Dealing With Domestic Extremism

The London bombings of the 7th July 2005 presented senior officers of the police and security forces with an opportunity to make major changes to those organisations – and to lobby for changes to the law. Those changes have been orchestrated by members of the Association of Chief Police Officers (ACPO) working in close collaboration with the Government, the Home Office, and the Security Service (MI5). It was the London bombings, especially, that provided State agencies with a way of linking “domestic extremism” (in the public mind, in particular) to actual or intended acts of public disorder, violence, and terrorism.

Changes to the police force since the London bombings have resulted in the creation of a UK-wide network of specialist units tasked with combating domestic extremism and terrorism – namely, the Counter Terrorism Units (CTUs) and Counter Terrorism Intelligence Units (CTIUs).2 3 4 Control of the CT network is under the supervision of an ACPO-appointed National Co-ordinator.

The lead for counter terrorism has been given to the Counter Terrorism Command (CTC) of the Metropolitan Police Service (MPS). The CTC is, in effect, an enhanced variant of a CTU with local (London), national (UK), and international responsibilities. The police Confidential Intelligence Unit (CIU) works within the National Public Order Intelligence Unit (NPOIU), whilst the NPOIU forms a part of the National Co-ordinator Domestic Extremism (NCDE) section of the Counter Terrorism Command (CTC). The CIU manages and directs the operational strategy for the use of Covert Human Intelligence Sources (CHIS, the use of infiltrators, informants, and agent provocateur assets).

Multi-force CT operations are, in principle, under the control of the National Co-ordinator Terrorism Investigations (NCTI) – and hence under the control of the MPS/London-based CTC. However each Chief Constable has the final say in regard to providing local resources in support of any co-operative CT effort.

Each CTU and CTIU works in close collaboration with local MI5 Regional Stations, via police liaison officers and embedded MI5 staff. The bases for collaboration between the police CT units and MI5 was initially formalised within a Security Service Intelligence Agreement, first drafted at the end of 2005. In the period September 2001 to July 2005 an enhancement process for MI5 Regional Stations was undertaken, and post July 2005 was significantly accelerated through the ‘Operation EXTEND’ programme. In addition, the CTUs and CTIUs have been in receipt of expert advice, and practical support, from members of the Special Counter Intelligence Team of the Army Intelligence Corps (Military Intelligence) – an arrangement that was effectively in place by the autumn of 2005.

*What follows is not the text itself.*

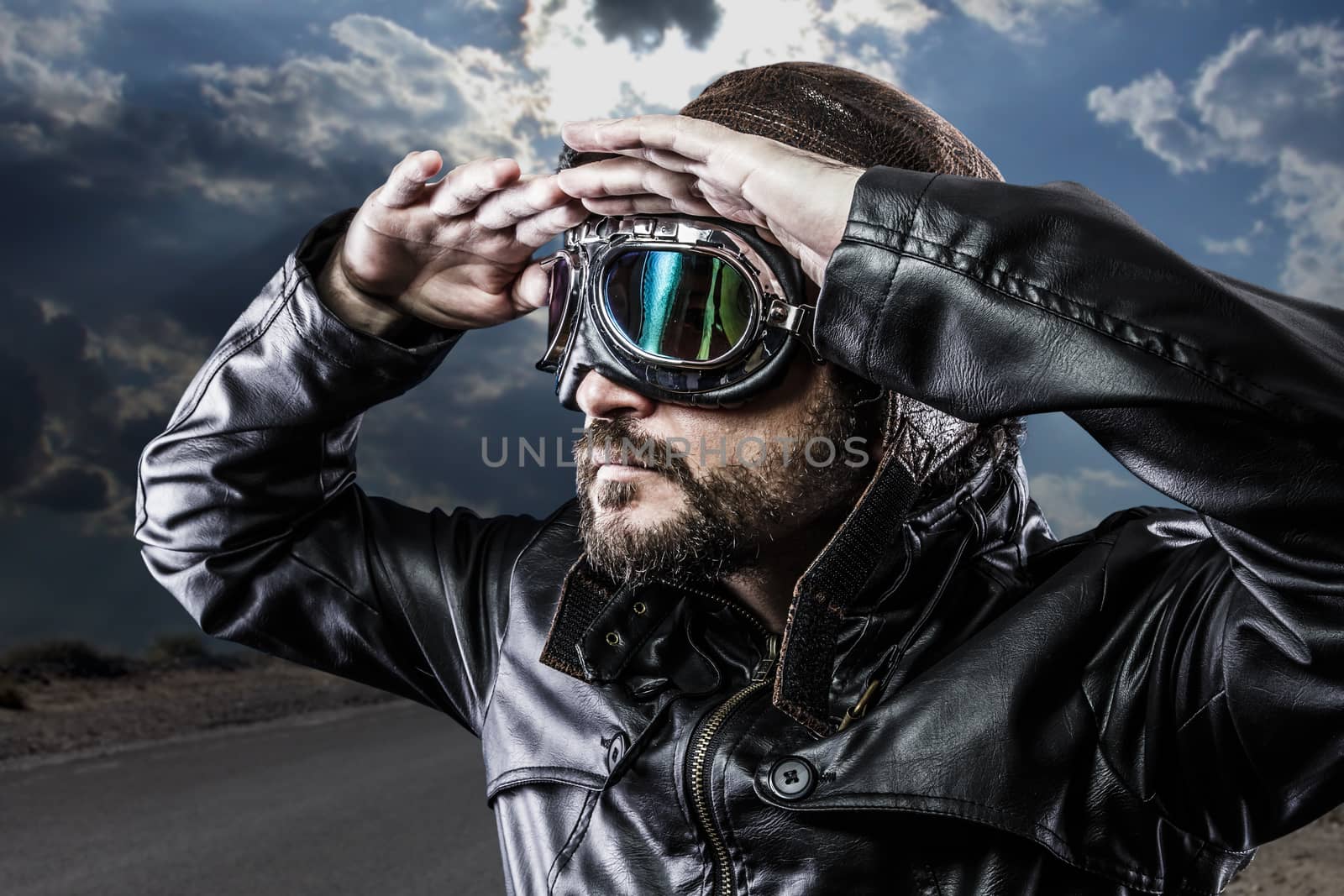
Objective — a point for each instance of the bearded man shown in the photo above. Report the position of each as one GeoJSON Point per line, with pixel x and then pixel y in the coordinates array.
{"type": "Point", "coordinates": [730, 668]}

There are now in excess of 3,000 police officers dedicated to CT and associated matters.

It might seem rather naïve to question the need for such an extensive CT capability. However, it isn’t – any proper examination of such developments requires an honest appraisal of root causes. This is especially so, given that we find “domestic extremism” being treated as part of the same problem as that of acts of (murderous) terrorism.

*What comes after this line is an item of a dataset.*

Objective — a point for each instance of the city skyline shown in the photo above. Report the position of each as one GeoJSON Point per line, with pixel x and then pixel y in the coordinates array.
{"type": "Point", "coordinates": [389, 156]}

The State Authorities insist that events such as the 2005 London bombings can be attributed to the “radicalisation” of sections of the population. That is simply a puerile attempt to create a ‘false narrative’. What will not be admitted is that it is the State’s own crude efforts to engineer extreme social change that has made it possible for ‘violent radicalism’ to become an entrenched domestic problem.

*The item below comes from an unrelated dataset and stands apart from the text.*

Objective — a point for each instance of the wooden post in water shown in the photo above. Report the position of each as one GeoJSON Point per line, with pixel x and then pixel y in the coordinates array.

The State’s political agenda embraces hyper-diversity, moral relativism, the undermining of Christian belief and tradition, the unlawful engagement in foreign wars (and in war crimes), and the dismantling of national sovereignty (High Treason). It is an extreme political agenda that requires an effective abandonment of Common Law and the Constitution, in favour of a top-down imposition of authoritarian State control.

Those engaged in front-line CT work know only too well that their efforts are being exploited to give an appearance of both legitimacy and authority to a treacherous political-elite. Therefore the expectation is of the State being keen to pursue extreme political policy and to embark on further overseas military ventures – thereby ensuring that a threat of domestic terrorism continues far into the future.

Not surprisingly, and despite the change of UK Government in 2010, there will be no changes to the core political agenda of the State, or the agencies of the State. It is expected that the police and judiciary will continue to support extreme social change and State treason – and will also continue to criminalise those ‘extremists’ who dissent from, or show resistance, to that process. The common people are to be allowed to protest – but only under tightly controlled conditions, and under a compulsion to ‘contract’ with the police. An extremist, criminal State cannot allow the people to reclaim the Law for themselves.